Another Critical Coronavirus Graph

By DJ Rippert

Timing. As Jim Bacon wrote, “Now comes COVID-19. Everyone is in a blind panic. The concern may be overwrought, whipped up by the media. Or maybe things could get worse than anyone could imagine. Nobody knows. Uncertainty reigns.” Jim is right. Uncertainty does reign. But what are the costs of indecision if things do get worse than anybody can imagine? The graph at the left qualitatively describes how early action can change the shape of the infection curve and avoid a peak that overwhelms our health care system. Do Virginia’s leaders understand this?

One step back, two steps forward. In 2007 the National Academy of Sciences conducted a study entitled, “Public health interventions and epidemic intensity during the 1918 influenza pandemic.” As the title implies the study compared what various governments did with the Spanish Flu pandemic against the results those governmental actions achieved. To be fair, we can look back at 1918 knowing that the influenza of that time was catastrophic. We’ll only know whether that’s true for COVID-19 at some point in the future.

Spoiler alert. The study concludes that”… cities in which multiple interventions were implemented at an early phase of the epidemic had peak death rates ≈50% lower than those that did not and had less-steep epidemic curves.” The total death rates were lower for cities that acted quickly but only by 20% not 50%.

I’ll have a cheesesteak and a Bud. Back in 1918 Philadelphia and St Louis followed very different routes regarding the speed and breadth of interventions meant to achieve “social distancing.” St. Louis got out early while Philadelphia decided to “wait and see.” From the report, “The first cases of disease among civilians in Philadelphia were reported on September 17, 1918, but authorities downplayed their significance and allowed large public gatherings, notably a city-wide parade on September 28, 1918, to continue. School closures, bans on public gatherings, and other social distancing interventions were not implemented until October 3, when disease spread had already begun to overwhelm local medical and public health resources. In contrast, the first cases of disease among civilians in St. Louis were reported on October 5, and authorities moved rapidly to introduce a broad series of measures designed to promote social distancing, implementing these on October 7.”  The results?

That was then, this is now. There are countless differences between the influenza outbreak of 1918 and COVID-19 today. Perhaps the most significant is the advance of medical care. From intravenous fluids to machines which automatically oxygenate blood, today’s patient has a much better chance of survival than would have been the case in 1918. Modern healthcare does you no good if you can’t get access to it. Hence, the need to avoid overwhelming the health care system.

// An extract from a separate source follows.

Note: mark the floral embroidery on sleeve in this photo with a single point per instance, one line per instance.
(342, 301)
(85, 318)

Paging Dr. Northam. American states are taking very different approaches to early interventions to encourage “social distancing” around COVID-9. As of now, ten states have declared states of emergency. New York has activated its national guard to isolate an outbreak cluster around New Rochelle. Virginia seems to be more in the “wait and see” camp. That could turn out to be the right decision or it could be a catastrophic error.